As Californians are faced with the challenges of reducing greenhouse gas emissions, the limited capability of most travel models to estimate the emissions reduction of new bicycle facilities presents a challenge in that the models tend to be biased towards the automobile. The Association of Monterey Bay Area Governments (AMBAG) and the Monterey Bay Unified Air Pollution Control District (MBUAPCD) sought to develop a new tool in order to make more informed decisions about how to invest limited financial resources in the bicycle mode. The tool (1) operates independently of other models, (2) runs entirely on an open-source platform, and (3) provides user-friendly access to planners in multiple agencies with varying levels of technical skill.

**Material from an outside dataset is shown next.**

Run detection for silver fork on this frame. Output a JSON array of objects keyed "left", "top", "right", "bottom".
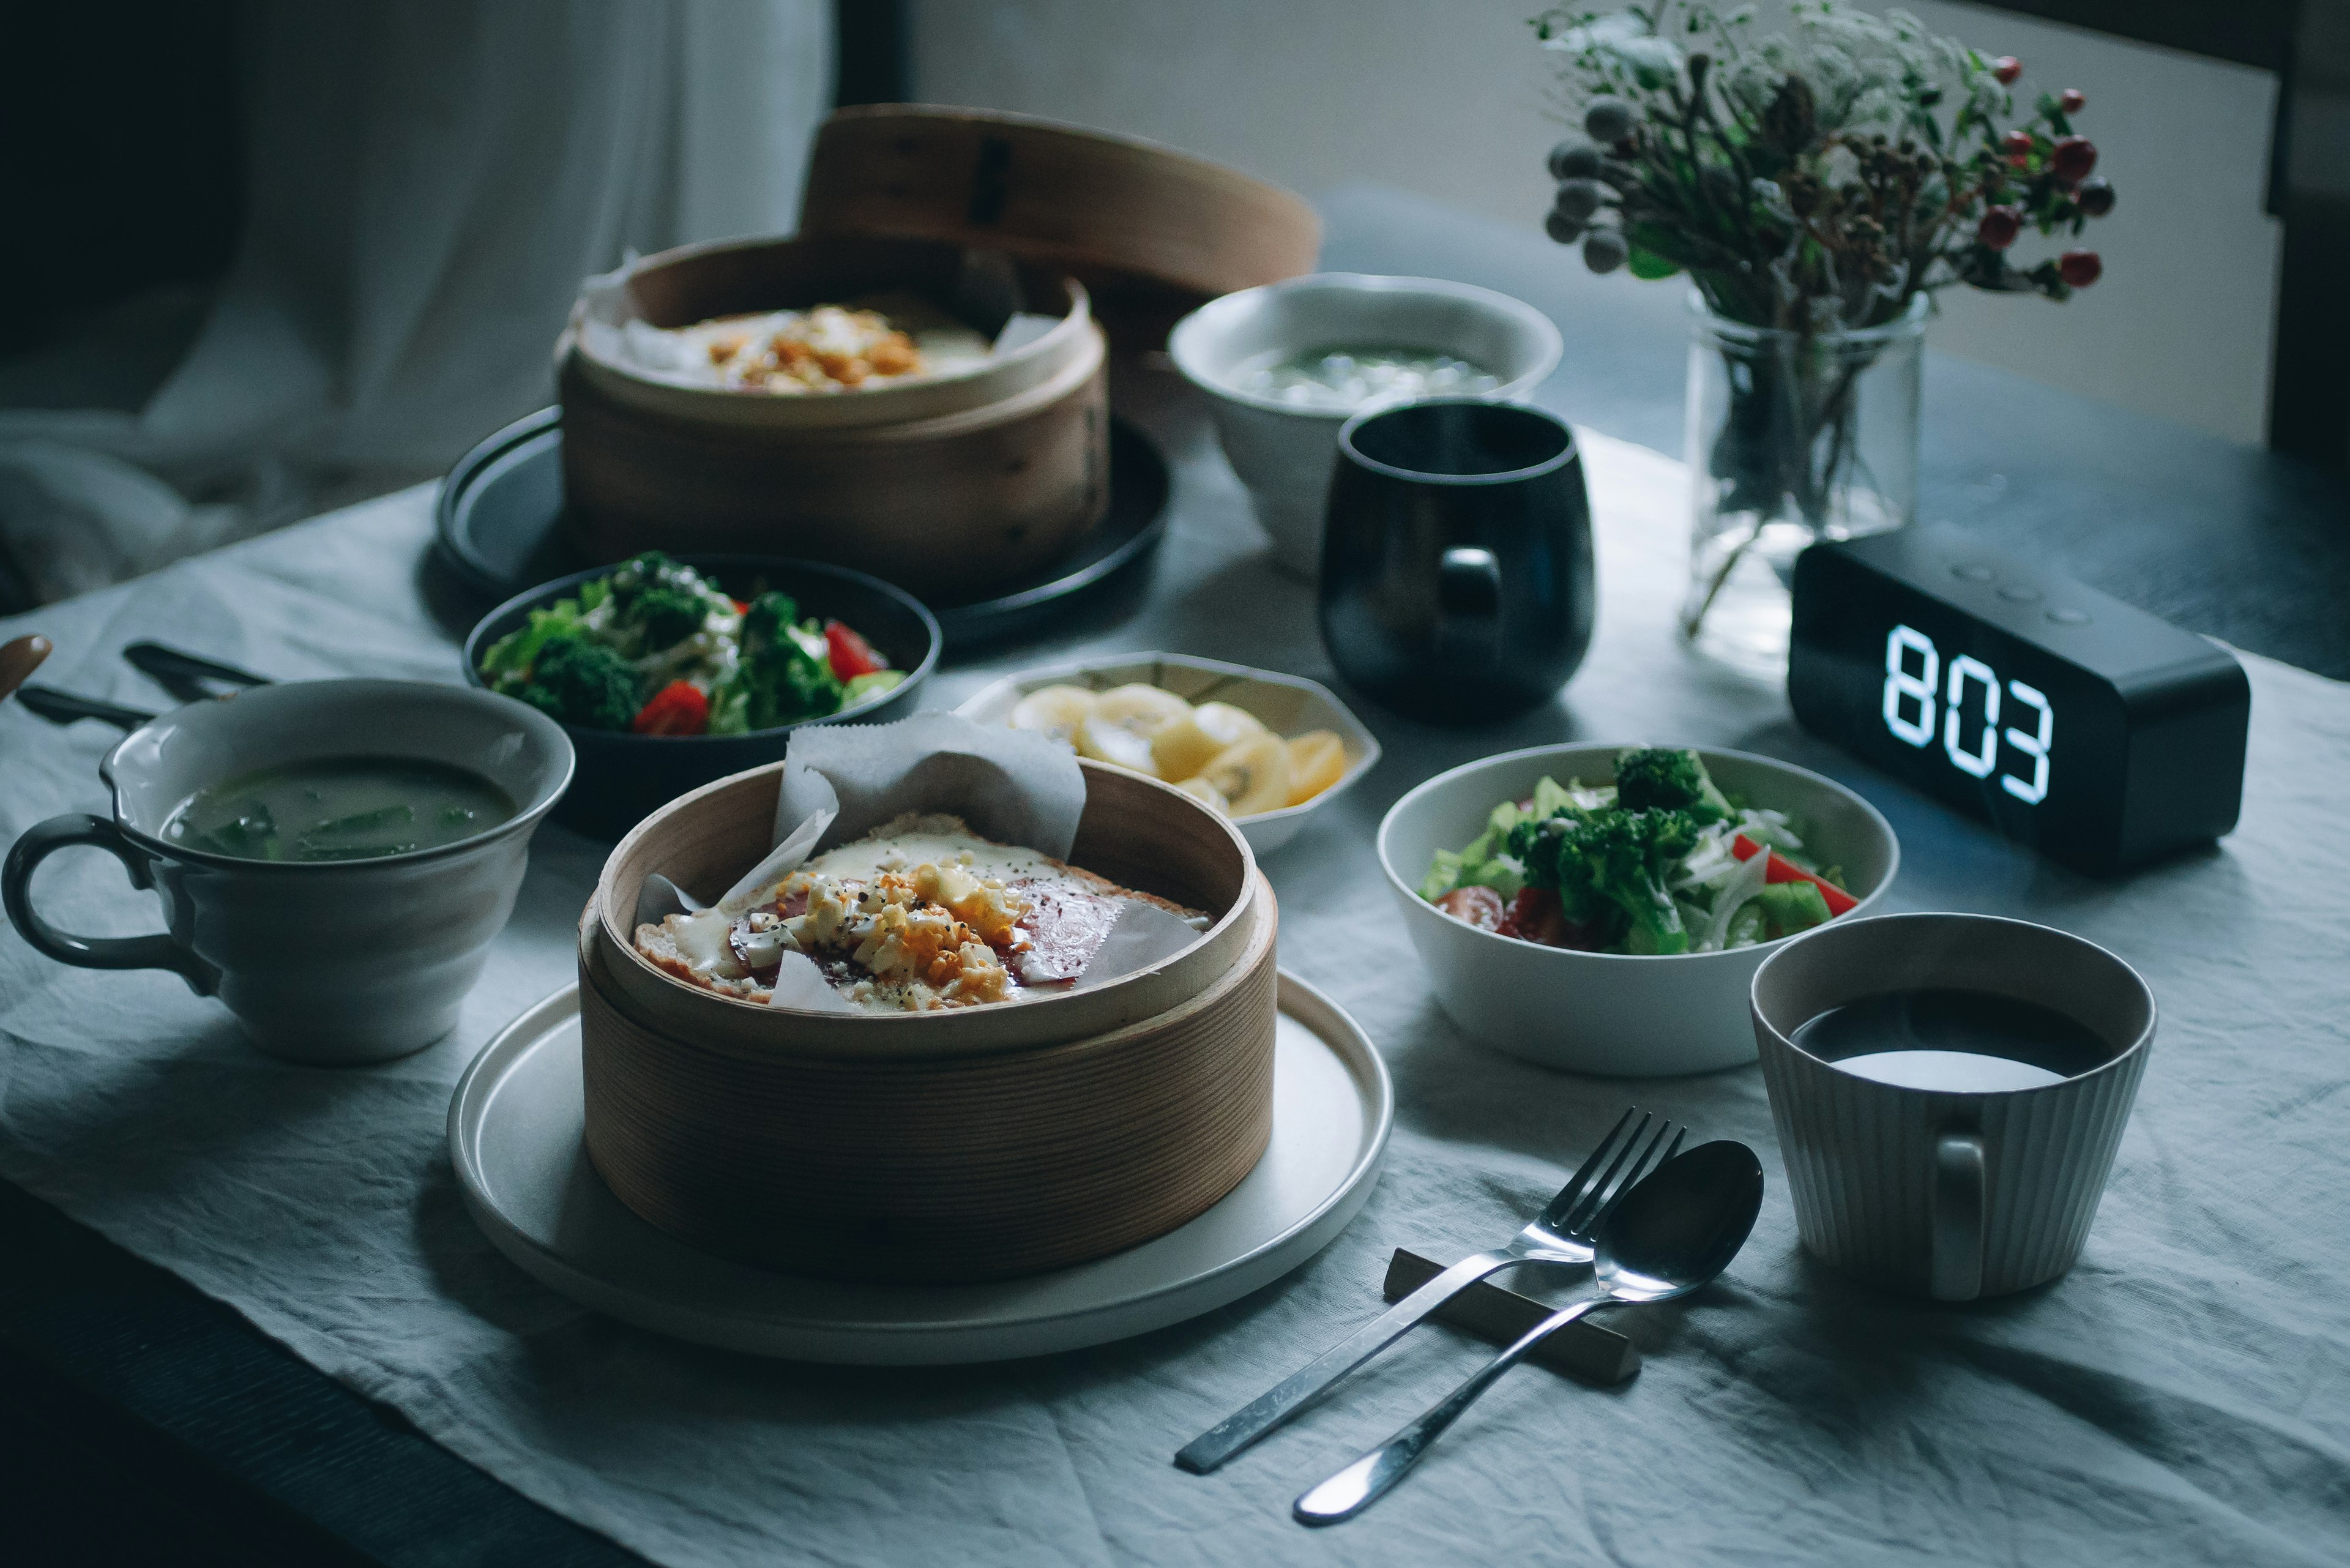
[{"left": 1174, "top": 1108, "right": 1684, "bottom": 1474}]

To satisfy these requirements, we developed an incremental nested logit mode choice model that pivots off of static exports of trip tables from AMBAG’s four-step model. The model is implemented in an Adobe ActionScript graphical user interface (GUI) for independence and ease of use. After the user edits the bicycle network in the GUI, new bicycle levels-of-service are skimmed, and new shares for each mode are calculated from their original shares in the no-build alternative and the change in the bicycle level-of-service. Finally, the emissions reduction is estimated based on the distance and average speed of the vehicle trips substituted by bicycle travel.

The mode choice utility function for the bicycle alternative was derived in a series of steps. First, GPS traces collected from smartphone users in the region were analyzed to estimate a path size logit route choice model. Next, the California Household Travel Survey and the original base-year modal trip tables output by the model before the introduction of the bicycle level-of-service were used to calibrate an alternative-specific constant for each trip purpose, and a scaling coefficient which is applied to the best utility from the route choice model, to account for differences in sensitivity between route and mode choice. The result is an accurate, fast, freely distributable, user-friendly tool that is consistent with the forecasts produced by the four-step model.